Template for extension
The function of the unpaired region of the RNA is to serve as a template that can be used to extend the overhanging 3’ end of the original DNA molecule. The protein component of telomerase has reverse transcriptase activity and can copy the RNA sequence into DNA. In human telomerase, the protein component is known as hTERT (telomerase reverse transcriptase). As seen in Figure 7.31 and 7.32, the reverse transcriptase extends the original 3’ overhang using the RNA component as its template. The telomerase can then dissociate, and repeat the process multiple times to add many repeats of the telomere sequence.
Once the overhang has been extended by the addition of at least several telomere repeats, there is now room for the synthesis of an RNA primer complementary to the newly extended overhang (pointing back towards the rest of the chromosome). This primer can then be extended to complete synthesis of the lagging strand all the way to the end of the original parental DNA strand. Thus, the addition of telomere repeats on the parental DNA strands keeps the newly made DNA strands from becoming shorter with each cycle of replication.
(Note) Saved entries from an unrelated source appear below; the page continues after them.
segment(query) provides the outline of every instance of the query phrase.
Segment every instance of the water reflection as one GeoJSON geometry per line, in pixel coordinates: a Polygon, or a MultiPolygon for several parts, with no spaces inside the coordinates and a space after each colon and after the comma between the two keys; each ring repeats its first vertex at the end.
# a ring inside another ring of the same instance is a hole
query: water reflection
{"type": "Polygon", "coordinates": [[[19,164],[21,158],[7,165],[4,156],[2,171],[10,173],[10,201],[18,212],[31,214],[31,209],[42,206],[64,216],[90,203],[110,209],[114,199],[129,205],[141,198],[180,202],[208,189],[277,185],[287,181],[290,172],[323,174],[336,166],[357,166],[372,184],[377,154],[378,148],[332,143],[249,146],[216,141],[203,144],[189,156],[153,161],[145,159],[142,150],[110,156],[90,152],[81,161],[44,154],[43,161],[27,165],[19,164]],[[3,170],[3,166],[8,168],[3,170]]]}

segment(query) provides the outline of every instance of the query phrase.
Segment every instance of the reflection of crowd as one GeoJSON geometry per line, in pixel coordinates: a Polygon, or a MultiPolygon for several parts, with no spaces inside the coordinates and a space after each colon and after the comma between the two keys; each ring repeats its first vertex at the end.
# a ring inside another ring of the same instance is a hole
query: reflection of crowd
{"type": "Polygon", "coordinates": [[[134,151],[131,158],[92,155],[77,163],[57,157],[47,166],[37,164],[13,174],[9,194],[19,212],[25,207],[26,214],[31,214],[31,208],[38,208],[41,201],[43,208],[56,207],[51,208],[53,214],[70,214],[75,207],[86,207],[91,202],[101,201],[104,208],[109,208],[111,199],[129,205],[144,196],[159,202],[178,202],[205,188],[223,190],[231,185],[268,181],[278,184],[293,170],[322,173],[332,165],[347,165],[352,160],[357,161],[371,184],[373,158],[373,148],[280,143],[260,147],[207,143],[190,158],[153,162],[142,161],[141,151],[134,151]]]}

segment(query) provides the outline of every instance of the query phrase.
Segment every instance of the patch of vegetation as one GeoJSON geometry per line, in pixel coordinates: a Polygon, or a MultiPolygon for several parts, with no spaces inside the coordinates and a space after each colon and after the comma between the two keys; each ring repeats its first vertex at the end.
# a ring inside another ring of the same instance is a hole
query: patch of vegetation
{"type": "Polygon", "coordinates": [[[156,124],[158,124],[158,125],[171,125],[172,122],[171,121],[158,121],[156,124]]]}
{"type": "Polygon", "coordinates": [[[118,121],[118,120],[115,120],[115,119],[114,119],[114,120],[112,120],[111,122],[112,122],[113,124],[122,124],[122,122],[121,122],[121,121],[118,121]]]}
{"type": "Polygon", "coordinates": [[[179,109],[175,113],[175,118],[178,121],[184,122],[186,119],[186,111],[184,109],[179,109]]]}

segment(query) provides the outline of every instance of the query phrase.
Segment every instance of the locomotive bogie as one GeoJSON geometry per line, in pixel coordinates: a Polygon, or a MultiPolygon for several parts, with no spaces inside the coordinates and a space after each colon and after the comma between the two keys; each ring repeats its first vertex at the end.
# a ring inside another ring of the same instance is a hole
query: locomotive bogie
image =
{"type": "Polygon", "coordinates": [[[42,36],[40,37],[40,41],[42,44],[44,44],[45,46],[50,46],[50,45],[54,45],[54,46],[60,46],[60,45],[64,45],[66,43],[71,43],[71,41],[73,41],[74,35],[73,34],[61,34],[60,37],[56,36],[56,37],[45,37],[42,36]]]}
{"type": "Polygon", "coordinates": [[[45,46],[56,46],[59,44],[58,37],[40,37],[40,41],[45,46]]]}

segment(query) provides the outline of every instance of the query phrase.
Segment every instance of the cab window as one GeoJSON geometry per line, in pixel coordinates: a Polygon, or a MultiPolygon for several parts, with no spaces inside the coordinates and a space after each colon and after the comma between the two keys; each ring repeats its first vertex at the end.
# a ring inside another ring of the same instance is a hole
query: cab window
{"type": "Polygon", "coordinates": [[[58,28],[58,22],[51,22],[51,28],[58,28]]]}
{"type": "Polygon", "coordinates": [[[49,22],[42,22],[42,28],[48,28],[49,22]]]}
The fact that this happens in germ cells (reproductive cells) explains why each generation does not have shorter chromosomes than the parental generation.
The proofreading function of DNA polymerases monitors the accuracy of DNA replication while the enzyme telomerase keeps chromosomes that will be passed on to offspring from shortening. Between them, these two activities ensure that the genetic information is copied accurately, and that succeeding generations receive a full complement of the genetic information
Disassembly and reassembly of nucleosomes
The events of replication have an additional twist in eukaryotes. Recall that DNA is found in eukaryotic cells as chromatin, a complex of the DNA with proteins. At its least condensed, chromatin looks like a string of beads, consisting of the DNA wrapped around histone cores to make nucleosomes. The nucleosome structure must be disrupted to make DNA available for replication and restored after replication is completed (Figure 7.33).
Ahead of the replication fork, chromatin structure is disassembled by ATP-dependent chromatin remodeling complexes, allowing access to the DNA template. Once the new strands of DNA have been synthesized, both the original nucleosomes and new nucleosomes must be reassembled behind the replication fork. Since replication gives rise to two DNA molecules where there was one, twice the amount of histones is needed to package the DNA. Preparation for DNA replication, therefore, involves the synthesis of large amounts of histones to supply the need. Interestingly, it appears that newly synthesized DNA is packaged into nucleosomes using the original histones that were displaced to allow the replication fork to pass, as well as newly synthesized histones.
We also know that post-translational modifications like acetylation, methylation or phosphorylation of the histones can regulate the degree to which a given region of the genome is accessible for use. One question that remains the subject of intense research is how these modifications are accurately passed on to the new nucleosomes.